Hi, i’ve been reading several articles about new module design by aturon and withoutboats. Those ideas looks great at their own rights. However i just don’t feel it’s appealing enough to make such a move (i.e. kill old pros together with the cons). I’d like to write down what i’m thinking to see whether other people think one or more of them make sense.
deprecate extern crate foo.
[pub] mod *; for module discovery at current level, and [pub] mod foo; for loading only foo.rs.
See anything starting with :: as absolute, reserve ::self to refer to current crate.
Keep current module visibility rules (See them are restrictions on their items). However, no longer distinguish empty mod and non-existent mod and invisible mod in casual paths. i.e. use self::empty_mod::*, use self::inexist_mod::*, use self::empty_mod, use self::inexist_mod all does nothing and doesn’t raise an error, whether pub or not.
allow pub use ::self::**::{foo::Foo, bar::Bar, module::inner_module} which searches and reexport these types or traits or modules.
No changes to pub(restricted) and friends. Just read pub keyword as “publicity”.
This removes some boilerplate, but the main motivation was:
both mod an use create items that can conflict with each other, and no other language has equivalent of mod, so it’s very weird and surprising to new users.
In crate root all paths appear to be absolute, but in modules they diverge — paths in code suddenly seem to be relative. This again is confusing and feels inconsistent to new users, and makes learning curve steeper.
namespace in C++ goddamit. mod is a namespace that can be optionally "outlined" in a separate file in a slightly less verbose way than in C++.
Many things in the module system are made to look familiar to C/C++ developers (the primary Rust audience) - namespace == mod, use == using, same mod separator in paths ::.

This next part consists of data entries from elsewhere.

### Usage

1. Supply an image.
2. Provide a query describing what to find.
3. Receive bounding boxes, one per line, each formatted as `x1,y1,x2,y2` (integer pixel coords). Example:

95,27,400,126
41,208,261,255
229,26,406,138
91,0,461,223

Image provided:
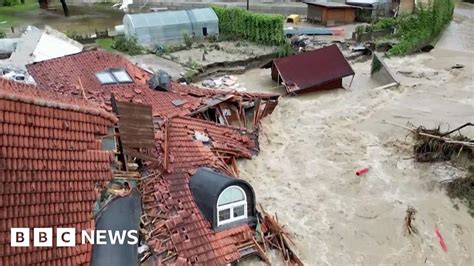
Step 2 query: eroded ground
239,3,474,265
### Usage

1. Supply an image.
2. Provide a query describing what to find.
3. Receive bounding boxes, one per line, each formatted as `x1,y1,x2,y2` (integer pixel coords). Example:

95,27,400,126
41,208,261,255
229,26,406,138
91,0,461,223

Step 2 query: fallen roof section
304,1,358,9
90,188,142,266
27,50,201,117
272,44,355,93
160,117,258,176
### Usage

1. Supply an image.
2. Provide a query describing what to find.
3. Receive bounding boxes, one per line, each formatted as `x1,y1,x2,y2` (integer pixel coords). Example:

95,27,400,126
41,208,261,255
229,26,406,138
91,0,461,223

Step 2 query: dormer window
217,186,247,226
189,167,256,230
95,68,133,85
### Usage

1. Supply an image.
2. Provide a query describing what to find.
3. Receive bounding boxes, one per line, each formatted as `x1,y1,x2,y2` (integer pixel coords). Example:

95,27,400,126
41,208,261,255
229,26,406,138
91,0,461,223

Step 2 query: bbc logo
10,228,76,247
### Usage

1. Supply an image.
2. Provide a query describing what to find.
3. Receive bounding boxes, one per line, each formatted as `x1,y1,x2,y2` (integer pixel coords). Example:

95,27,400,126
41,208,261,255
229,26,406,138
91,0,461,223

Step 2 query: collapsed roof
0,79,117,265
2,50,300,265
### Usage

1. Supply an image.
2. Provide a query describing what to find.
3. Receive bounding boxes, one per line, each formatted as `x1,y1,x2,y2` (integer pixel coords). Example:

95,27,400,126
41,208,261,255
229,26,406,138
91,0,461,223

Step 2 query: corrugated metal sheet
272,44,354,91
123,8,219,45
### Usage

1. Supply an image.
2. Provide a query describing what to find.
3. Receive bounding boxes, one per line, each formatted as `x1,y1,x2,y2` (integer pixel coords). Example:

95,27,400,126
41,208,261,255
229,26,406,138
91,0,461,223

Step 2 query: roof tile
0,79,116,265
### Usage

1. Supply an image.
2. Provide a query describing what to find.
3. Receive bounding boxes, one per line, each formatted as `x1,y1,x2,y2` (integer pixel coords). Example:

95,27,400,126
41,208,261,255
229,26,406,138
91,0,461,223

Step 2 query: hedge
212,6,285,45
387,0,454,56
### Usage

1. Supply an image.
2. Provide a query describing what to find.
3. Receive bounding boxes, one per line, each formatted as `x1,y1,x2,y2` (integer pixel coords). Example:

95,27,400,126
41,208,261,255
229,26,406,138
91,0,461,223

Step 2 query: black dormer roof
189,167,256,229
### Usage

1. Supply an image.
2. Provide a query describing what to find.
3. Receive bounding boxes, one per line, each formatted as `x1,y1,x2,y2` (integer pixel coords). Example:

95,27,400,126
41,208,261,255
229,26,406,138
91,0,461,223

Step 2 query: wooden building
305,2,358,26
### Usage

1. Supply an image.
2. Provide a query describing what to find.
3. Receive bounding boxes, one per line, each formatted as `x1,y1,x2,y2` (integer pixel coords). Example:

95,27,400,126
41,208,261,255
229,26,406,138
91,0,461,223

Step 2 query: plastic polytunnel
123,8,219,46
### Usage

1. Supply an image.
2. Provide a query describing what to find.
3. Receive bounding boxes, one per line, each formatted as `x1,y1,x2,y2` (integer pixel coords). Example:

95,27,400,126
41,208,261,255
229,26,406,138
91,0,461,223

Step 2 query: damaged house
1,50,302,265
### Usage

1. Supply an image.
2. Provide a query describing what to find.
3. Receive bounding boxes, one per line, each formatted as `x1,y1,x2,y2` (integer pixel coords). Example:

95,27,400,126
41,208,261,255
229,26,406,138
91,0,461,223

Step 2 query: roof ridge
0,78,118,123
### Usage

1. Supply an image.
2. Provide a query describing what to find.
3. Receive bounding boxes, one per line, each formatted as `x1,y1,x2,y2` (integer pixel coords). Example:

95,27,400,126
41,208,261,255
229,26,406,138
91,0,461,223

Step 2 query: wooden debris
403,207,418,236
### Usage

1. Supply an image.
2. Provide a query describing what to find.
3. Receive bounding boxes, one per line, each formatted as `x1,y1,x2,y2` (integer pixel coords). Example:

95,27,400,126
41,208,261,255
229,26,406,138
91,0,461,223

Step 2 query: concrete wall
130,0,306,16
307,5,355,26
400,0,415,14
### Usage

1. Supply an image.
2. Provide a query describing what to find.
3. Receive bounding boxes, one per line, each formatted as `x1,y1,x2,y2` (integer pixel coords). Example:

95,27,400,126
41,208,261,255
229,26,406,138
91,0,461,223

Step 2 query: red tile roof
142,170,253,265
0,79,117,265
161,117,257,173
142,117,257,265
273,44,354,91
27,50,201,117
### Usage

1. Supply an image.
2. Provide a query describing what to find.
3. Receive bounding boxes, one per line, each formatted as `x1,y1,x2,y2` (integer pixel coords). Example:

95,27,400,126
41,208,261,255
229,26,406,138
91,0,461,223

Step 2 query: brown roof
162,117,257,172
142,172,253,265
21,50,278,265
273,44,354,91
27,50,201,117
304,1,359,9
0,79,117,265
142,117,257,265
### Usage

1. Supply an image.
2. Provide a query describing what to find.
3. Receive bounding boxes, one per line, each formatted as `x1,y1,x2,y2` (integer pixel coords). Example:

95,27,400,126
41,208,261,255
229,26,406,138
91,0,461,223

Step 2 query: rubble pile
201,75,247,92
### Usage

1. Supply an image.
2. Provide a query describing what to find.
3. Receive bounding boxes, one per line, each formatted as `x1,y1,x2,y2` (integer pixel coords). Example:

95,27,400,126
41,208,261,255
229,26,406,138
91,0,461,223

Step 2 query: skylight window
110,69,133,83
95,71,117,84
95,68,133,85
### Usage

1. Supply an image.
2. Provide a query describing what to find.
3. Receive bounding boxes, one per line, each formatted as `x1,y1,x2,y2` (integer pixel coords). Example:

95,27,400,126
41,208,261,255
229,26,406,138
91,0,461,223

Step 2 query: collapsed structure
0,50,301,265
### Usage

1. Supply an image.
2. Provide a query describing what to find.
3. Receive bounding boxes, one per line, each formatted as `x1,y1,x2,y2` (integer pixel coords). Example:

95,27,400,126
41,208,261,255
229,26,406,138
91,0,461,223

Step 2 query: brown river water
239,4,474,265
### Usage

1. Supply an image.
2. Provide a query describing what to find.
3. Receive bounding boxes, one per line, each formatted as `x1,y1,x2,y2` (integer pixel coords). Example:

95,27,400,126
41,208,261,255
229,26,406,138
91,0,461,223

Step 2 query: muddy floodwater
239,2,474,265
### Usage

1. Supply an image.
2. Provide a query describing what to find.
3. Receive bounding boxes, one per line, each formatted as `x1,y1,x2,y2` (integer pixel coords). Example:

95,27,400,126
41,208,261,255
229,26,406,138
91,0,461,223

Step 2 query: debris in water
386,121,474,162
356,166,369,176
435,227,448,252
451,64,464,69
403,207,418,236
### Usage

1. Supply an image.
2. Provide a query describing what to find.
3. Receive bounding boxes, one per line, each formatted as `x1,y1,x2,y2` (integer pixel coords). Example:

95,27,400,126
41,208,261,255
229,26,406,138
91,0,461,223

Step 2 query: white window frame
217,186,247,226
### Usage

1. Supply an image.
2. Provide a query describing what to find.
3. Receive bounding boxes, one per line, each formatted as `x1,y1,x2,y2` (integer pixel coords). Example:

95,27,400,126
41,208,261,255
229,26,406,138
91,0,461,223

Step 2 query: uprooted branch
260,206,304,266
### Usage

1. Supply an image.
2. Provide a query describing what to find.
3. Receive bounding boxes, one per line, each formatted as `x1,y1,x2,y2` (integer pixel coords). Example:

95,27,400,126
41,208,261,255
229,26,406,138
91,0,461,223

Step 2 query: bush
387,0,454,56
278,42,295,57
212,6,285,45
112,36,143,55
182,31,194,48
3,0,18,6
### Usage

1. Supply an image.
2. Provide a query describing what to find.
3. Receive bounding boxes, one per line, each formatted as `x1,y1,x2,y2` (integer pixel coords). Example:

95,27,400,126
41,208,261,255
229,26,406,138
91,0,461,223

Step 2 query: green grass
95,38,114,51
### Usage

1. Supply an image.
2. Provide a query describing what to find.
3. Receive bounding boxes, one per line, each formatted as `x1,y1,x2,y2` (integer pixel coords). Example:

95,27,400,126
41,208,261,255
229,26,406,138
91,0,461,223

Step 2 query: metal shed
272,44,354,94
189,167,256,229
123,8,219,46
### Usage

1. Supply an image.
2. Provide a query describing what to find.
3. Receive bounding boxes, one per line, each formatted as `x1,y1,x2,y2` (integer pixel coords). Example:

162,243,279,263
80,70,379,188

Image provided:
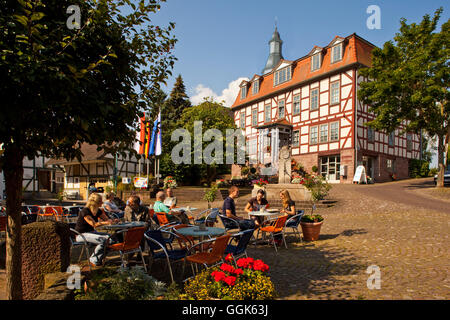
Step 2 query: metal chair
224,229,254,265
70,228,91,270
103,227,147,272
144,230,188,282
256,214,288,253
284,210,305,241
0,215,8,240
186,234,231,275
218,214,239,232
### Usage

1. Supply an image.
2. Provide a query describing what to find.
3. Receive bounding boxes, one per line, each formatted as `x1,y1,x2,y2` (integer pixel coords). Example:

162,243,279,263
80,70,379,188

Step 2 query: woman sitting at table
164,188,177,210
75,193,119,266
244,189,269,227
103,192,124,218
280,190,295,219
153,191,189,224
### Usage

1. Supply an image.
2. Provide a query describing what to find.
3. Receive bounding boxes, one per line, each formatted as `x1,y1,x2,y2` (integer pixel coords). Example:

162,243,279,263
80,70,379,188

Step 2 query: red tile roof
231,34,375,109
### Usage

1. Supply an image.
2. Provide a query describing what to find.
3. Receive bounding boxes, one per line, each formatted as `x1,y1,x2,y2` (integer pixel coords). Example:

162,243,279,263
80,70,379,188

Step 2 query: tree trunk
3,145,23,300
436,135,445,188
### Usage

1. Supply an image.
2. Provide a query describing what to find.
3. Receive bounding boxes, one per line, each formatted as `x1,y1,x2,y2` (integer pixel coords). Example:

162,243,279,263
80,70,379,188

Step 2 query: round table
99,221,145,231
177,226,225,238
177,226,225,251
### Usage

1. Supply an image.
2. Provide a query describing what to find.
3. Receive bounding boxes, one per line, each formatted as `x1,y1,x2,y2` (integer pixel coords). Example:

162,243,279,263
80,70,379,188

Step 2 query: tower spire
262,25,284,74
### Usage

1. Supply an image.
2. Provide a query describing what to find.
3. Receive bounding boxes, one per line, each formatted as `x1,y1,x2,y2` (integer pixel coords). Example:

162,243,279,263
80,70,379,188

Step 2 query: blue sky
152,0,450,107
147,0,450,166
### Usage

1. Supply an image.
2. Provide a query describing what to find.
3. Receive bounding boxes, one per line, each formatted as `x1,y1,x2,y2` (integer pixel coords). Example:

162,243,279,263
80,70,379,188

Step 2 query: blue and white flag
148,112,161,156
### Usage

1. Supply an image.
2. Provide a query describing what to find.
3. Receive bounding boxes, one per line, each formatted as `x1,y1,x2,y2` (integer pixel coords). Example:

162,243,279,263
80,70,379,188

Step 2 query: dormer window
241,85,247,99
331,43,342,63
273,66,292,86
252,79,259,94
311,53,322,71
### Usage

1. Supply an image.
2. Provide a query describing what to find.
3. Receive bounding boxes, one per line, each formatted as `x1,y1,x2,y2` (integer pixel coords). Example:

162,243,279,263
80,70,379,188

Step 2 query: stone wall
22,221,70,300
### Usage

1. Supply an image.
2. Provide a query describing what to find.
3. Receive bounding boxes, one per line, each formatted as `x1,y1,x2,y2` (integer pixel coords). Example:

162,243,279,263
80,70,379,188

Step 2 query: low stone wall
22,221,70,300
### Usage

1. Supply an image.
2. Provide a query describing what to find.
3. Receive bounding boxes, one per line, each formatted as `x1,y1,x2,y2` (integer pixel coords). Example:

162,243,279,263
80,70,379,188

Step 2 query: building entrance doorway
319,155,341,183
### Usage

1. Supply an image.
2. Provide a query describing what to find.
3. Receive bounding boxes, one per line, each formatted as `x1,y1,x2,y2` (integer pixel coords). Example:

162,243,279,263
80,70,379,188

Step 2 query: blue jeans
237,219,255,231
75,231,114,265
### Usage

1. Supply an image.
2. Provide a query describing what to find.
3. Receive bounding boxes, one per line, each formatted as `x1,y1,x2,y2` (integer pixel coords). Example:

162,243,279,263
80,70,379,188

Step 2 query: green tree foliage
358,8,450,186
0,0,176,299
172,99,236,185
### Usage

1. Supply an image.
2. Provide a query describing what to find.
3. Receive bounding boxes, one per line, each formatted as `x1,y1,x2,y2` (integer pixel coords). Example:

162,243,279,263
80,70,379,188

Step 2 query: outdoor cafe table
97,221,145,231
248,209,280,243
177,226,225,250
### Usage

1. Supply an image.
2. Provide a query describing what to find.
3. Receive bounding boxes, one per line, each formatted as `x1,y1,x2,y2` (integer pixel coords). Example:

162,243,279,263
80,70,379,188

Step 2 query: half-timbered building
231,29,419,183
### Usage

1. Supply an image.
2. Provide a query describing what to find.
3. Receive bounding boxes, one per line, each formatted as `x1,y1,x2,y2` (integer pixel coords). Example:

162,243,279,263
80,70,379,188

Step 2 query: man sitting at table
75,193,119,266
124,196,151,225
153,191,189,224
244,189,269,227
222,186,256,231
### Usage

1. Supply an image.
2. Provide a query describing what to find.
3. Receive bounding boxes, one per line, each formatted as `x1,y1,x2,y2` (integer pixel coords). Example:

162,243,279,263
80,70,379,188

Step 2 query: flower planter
300,221,323,241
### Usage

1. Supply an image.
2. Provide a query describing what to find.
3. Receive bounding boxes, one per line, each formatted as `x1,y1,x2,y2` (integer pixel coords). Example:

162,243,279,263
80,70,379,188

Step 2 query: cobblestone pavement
248,179,450,299
0,179,450,300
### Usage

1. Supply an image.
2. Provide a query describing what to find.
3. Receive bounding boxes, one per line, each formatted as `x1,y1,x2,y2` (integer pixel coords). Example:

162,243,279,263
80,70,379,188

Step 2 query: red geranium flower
211,271,227,282
220,263,234,273
223,276,236,286
234,268,244,276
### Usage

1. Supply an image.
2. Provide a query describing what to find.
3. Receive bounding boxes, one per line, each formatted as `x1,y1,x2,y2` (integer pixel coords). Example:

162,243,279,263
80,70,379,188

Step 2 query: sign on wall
134,177,148,188
353,166,367,183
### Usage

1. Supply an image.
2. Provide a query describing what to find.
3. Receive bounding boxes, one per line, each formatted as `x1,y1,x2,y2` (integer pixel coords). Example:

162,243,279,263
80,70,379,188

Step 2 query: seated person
153,191,189,224
244,189,269,227
124,196,151,224
164,187,177,209
103,192,124,218
75,193,119,266
280,190,295,215
275,190,295,245
222,186,255,231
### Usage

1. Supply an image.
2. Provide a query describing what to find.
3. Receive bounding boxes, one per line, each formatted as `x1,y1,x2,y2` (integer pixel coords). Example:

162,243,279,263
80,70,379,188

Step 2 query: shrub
163,176,177,189
183,256,276,300
300,214,323,222
75,266,167,300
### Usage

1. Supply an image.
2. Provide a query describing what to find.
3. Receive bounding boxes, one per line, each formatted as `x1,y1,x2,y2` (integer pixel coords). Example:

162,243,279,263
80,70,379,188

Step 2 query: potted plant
163,176,177,189
300,214,323,241
180,255,277,300
203,185,217,209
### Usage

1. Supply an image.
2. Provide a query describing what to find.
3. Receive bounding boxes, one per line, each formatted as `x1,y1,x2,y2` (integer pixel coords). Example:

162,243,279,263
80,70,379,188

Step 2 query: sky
147,0,450,165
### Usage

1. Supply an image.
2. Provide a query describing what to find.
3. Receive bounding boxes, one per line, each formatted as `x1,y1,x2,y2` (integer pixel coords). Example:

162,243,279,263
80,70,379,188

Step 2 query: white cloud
190,78,249,107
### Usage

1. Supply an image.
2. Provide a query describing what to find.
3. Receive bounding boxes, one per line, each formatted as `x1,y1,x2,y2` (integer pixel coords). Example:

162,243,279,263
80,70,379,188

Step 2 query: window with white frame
278,99,285,119
252,109,258,127
252,79,259,94
239,111,245,129
406,133,412,151
247,138,258,155
311,53,321,71
273,66,292,86
331,43,342,63
241,86,247,99
309,88,319,110
330,81,340,104
292,130,300,147
292,94,300,114
320,124,328,143
386,159,395,171
330,122,339,141
309,126,319,144
367,127,375,142
264,104,272,122
388,131,395,147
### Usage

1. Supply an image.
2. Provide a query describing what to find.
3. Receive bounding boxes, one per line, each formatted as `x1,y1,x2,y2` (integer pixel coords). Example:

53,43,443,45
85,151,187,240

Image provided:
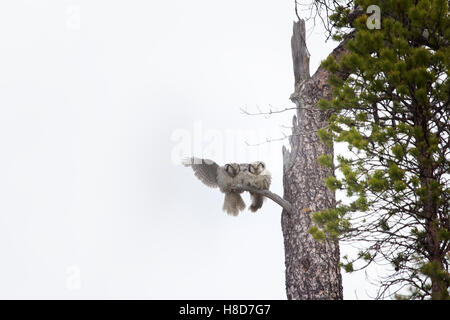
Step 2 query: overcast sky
0,0,380,299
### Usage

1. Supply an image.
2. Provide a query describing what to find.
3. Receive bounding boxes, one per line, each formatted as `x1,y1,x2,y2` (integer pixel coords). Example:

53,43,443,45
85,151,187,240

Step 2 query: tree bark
281,20,345,300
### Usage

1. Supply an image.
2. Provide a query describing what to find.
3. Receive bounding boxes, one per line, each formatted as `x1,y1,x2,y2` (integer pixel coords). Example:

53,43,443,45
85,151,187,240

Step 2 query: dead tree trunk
281,20,344,299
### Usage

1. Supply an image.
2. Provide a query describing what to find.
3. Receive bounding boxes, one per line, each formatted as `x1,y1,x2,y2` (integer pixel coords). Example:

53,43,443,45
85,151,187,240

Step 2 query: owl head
225,163,240,178
248,161,266,175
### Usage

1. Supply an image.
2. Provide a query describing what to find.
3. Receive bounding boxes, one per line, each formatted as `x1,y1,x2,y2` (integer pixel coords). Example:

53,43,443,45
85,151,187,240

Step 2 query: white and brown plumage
240,161,272,212
183,157,245,216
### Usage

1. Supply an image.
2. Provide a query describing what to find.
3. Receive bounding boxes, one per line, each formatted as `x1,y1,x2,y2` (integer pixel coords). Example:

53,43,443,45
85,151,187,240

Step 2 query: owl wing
183,157,219,188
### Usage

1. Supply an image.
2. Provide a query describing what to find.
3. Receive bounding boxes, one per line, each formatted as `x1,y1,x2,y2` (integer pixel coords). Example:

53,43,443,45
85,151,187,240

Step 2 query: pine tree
310,0,450,299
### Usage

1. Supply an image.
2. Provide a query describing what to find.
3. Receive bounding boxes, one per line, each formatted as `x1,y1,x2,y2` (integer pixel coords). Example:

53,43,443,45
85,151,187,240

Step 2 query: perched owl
183,157,245,216
241,161,272,212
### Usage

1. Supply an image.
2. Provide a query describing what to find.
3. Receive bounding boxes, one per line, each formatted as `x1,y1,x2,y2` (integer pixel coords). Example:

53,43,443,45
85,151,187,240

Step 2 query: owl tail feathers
223,192,245,217
249,193,264,212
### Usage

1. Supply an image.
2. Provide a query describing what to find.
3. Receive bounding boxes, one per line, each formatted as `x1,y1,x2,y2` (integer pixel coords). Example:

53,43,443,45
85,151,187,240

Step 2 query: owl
240,161,272,212
183,157,245,216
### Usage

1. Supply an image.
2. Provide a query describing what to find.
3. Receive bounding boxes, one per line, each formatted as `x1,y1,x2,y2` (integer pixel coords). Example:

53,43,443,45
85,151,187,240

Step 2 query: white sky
0,0,382,299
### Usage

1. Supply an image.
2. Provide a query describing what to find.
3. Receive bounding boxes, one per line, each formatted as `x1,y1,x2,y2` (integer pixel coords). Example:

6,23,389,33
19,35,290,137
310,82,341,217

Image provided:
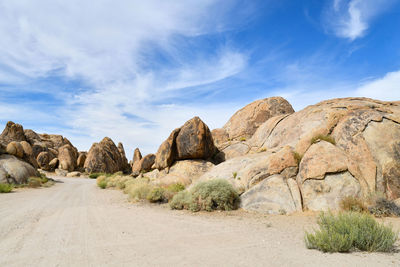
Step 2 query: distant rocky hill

namespace is not at all equivalent to mod. It is equivalent to mod .. {}, but it does not trigger or gate the inclusion of a separate file, which is the part that the RFC removes.
mod m; is an additional convenience to avoid separately includeing the file containing mod m { ... } (like it’s done in C++), it changes nothing fundamentally, “not at all equivalent” is as far from the truth as possible.
There are more crucial differences!
For example, names from outer namespaces are in scope in inner namespaces, privacy in C++ doesn’t work with namespaces but with classes.
(The “declaration is in the file, not outside of the file” doesn’t seem crucial to me though.)
But knowing namespaces and includes still provide an excellent starting point into Rust module system because it can be initially explained in these terms. The large scale project structure can be expressed almost identically with "namespace + include + using" and "mod and use" (using is an “item” in C++ too, btw), all that remains is to learn differences in details.
The point remains that no other language has an equivalent to the way Rust decides to include files in the build, and that’s the thing that’s weird and surprising.
The point remains that no other language has an equivalent to the way Rust decides to include files in the build, and that’s the thing that’s weird and surprising.
I don't see "not doing exactly the same as other languages do" as a cons at all. I think writing all things down (explicitly) and to let compiler help you check them is exactly the spirit of the Rust Style.
It’s not just “we should match other languages” by itself. It’s that the module system, of all things, is not something that needs to be different from other languages, because in this particular case that makes it harder for no real gain.
What exactly does the compiler check for you in the current module system that it can’t in the proposed system?
In this case, nope in checking. However implicitly load all files in work tree as modules is:
Forbidding people to put random files in working tree.
Putting an restriction on all external tools that they can’t generate anything with .rs unless intended.
Allowing build.rs to inject code as module very easily. (Which is both good and bad).
No longer allow include! an .rs file (have to use another suffix) since it will be loaded twice.
No, i’m not saying the proposal is bad. It’s just that changing existing users’ habit is … I’m not sure it’s worth it at all. That’s why i suggest using mod *; to opt in this behavior.
... easily worked around using the #![ignore] attribute in the current RFC.
(Although personally I'd prefer a .rustignore file similar to .gitignore/.npmignore, so that tools such as @BurntSushi's ripgrep, which already know how to use .gitignore, don't have to learn how to parse rust's # directives to do their job.)